Dave Cameron rolled out his annual trade value series on Fangraphs this week. His stated goal of the project is to determine which players would command the biggest return in a trade if their current team were to make them available. Combining projected future performance with contract status (both dollars and term) properly values the players’ trade value. Age, injury status, and position (pitchers riskier than hitters) were also accounted for. This is a ranking of the top 50 assets in Major League Baseball.
All but 5 teams were represented on this list. The purposely losing Houston Astros. The Ruben Amaro-led Philadelphia Phillies. The GM-less San Diego Padres. The albatross-infested (Verlander and Cabrera) Detroit Tigers. And the New York Yankees. Not only did the Yankees fail to make this list. They also found themselves on Cameron’s top-5 anti trade value list, the 5 worst contracts in baseball. Alex Rodriguez was number 3 on the list due to the fact that he’s old (almost 39), suspended (Biogenesis), and grossly overpaid ($61 mil owed through 2017). He’s 6 home runs away from another $6 million. Dave opines that he would be black-balled out of the league a la Barry Bonds due to the baggage and under-performance if he was a free agent right now and that the Yankees would have to eat $67 million for another team to take him off their hands. It could have been worse as Mark Teixeira‘s contract (2 years at $23.125 mil per year) just missed the top-5 cut as the contract nears its end and Tex is at least healthy right now. CC Sabathia‘s contact also likely just missed this not-top-5 list. These long-term contracts for players on the wrong side of 30 almost invariably go bad.
The lack of a Yankees player on the top-50 trade value list boils down to 2 things. 1) The Yankees don’t have any superstar player signed to a below market deal. 2) They don’t have any elite prospects in the top minors ready to crack a big league roster and command only pre-arb and arbitration prices while granting 6 (or 7) years of team control.
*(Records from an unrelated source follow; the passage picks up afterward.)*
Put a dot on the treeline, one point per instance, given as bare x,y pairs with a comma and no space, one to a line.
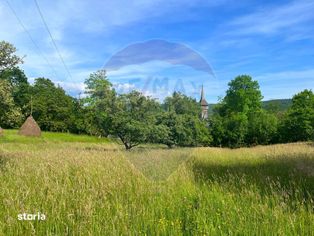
237,120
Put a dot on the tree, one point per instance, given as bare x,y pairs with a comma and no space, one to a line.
99,103
8,58
182,104
52,107
182,118
10,115
298,124
262,128
242,95
20,87
239,119
133,119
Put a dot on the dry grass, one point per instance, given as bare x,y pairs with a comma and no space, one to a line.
99,189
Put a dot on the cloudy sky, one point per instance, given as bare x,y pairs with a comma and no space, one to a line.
273,41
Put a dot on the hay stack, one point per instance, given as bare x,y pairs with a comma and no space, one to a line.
30,128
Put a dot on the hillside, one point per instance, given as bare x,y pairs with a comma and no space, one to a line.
280,105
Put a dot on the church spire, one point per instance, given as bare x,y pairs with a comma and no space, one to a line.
204,105
203,100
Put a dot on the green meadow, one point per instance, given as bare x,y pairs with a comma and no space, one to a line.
92,186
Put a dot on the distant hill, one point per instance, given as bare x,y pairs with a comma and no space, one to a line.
280,105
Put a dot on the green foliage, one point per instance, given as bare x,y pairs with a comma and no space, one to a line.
298,124
99,103
133,119
243,95
52,108
20,88
10,114
182,105
182,118
262,128
239,119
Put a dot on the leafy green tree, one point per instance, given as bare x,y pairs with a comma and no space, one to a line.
182,118
99,103
182,104
298,124
239,119
262,128
10,114
52,107
133,119
20,88
8,57
243,95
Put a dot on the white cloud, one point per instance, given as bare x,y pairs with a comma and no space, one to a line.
274,19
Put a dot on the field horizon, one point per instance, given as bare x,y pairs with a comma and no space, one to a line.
87,187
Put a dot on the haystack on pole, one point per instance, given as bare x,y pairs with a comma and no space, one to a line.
30,126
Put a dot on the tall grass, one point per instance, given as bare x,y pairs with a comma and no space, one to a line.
98,189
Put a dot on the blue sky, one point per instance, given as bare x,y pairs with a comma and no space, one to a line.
273,41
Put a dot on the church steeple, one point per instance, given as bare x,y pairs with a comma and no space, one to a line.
204,105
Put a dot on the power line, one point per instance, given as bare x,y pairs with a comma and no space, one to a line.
40,53
52,39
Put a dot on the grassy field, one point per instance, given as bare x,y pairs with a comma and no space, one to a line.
89,186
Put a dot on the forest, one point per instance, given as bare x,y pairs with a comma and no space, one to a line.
239,119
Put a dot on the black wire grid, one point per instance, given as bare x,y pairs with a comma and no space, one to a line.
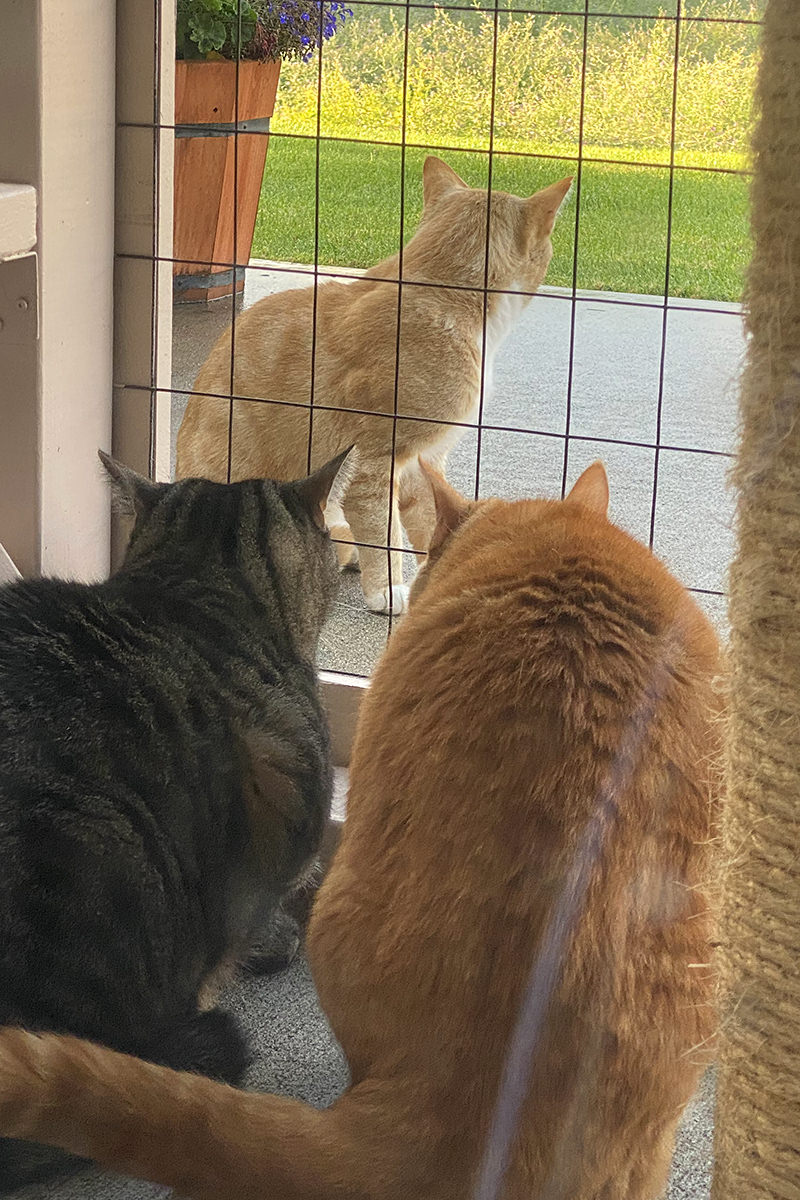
679,19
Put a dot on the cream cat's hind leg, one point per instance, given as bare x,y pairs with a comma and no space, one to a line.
415,501
366,509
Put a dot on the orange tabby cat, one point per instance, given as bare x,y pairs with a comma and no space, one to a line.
512,942
354,343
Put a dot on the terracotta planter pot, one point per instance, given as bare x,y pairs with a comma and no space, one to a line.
209,171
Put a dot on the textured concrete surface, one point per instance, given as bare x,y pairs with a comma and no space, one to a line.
614,395
615,383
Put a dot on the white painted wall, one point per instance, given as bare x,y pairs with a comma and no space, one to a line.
58,96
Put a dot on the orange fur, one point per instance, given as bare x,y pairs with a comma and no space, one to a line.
534,781
355,343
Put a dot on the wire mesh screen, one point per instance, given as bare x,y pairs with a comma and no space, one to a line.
627,351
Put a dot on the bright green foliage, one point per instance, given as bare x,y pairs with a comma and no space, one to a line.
627,117
623,231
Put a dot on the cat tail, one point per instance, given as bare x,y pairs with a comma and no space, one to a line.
206,1043
204,1139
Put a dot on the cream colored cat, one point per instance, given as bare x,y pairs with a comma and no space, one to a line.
355,342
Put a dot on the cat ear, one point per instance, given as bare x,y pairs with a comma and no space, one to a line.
316,489
132,493
543,207
451,507
437,179
591,489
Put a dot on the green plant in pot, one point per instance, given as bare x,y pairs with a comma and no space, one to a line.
229,55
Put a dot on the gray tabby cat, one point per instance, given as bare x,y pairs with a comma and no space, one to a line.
164,773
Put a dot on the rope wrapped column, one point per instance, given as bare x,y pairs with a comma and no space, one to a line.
757,1145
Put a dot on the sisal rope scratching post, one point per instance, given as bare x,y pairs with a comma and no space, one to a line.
757,1146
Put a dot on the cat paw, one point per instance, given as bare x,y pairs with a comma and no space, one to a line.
277,947
379,601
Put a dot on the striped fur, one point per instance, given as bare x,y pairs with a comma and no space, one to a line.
164,771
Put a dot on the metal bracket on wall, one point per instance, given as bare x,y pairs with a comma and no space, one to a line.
19,300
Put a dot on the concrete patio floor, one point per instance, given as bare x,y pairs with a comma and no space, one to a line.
617,357
614,395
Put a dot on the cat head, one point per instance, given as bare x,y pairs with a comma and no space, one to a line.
453,510
452,232
270,534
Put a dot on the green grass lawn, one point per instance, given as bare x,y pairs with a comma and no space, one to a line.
623,227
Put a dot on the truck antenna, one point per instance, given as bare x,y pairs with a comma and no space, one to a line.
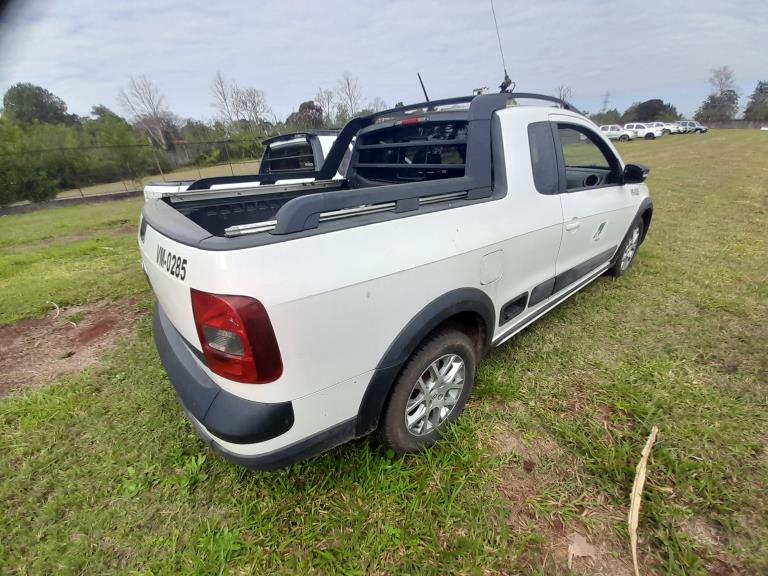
422,86
504,86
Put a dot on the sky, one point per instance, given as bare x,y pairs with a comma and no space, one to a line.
85,50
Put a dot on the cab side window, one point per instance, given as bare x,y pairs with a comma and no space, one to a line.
589,163
543,157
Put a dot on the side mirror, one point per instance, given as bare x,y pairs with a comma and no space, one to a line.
635,173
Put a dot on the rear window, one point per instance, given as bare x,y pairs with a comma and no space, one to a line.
289,157
412,153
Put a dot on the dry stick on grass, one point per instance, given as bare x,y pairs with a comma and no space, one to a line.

The closest they have to a very valuable contract is Masahiro Tanaka. The AAV might be slightly under market value for this caliber of pitcher, but the player opt-out after 2017 limits the upside for New York (if he’s good he opts out and if he’s bad or hurt then the Yankees are stuck). Oh, and he currently has a partially torn UCL. Brett Gardner‘s contract is nice, too, but there’s still not enough surplus value to be top-50 in the game for a player on the wrong side of 30. The Yankees can continue to tread water the next few years by paying market rate (or above) deals in free agency to offset the fact that the farm system hasn’t given them much since the late 90s. To find themselves on this list the Yankees will have to draft and develop better as it’s very hard to find great value in free agency or through trades.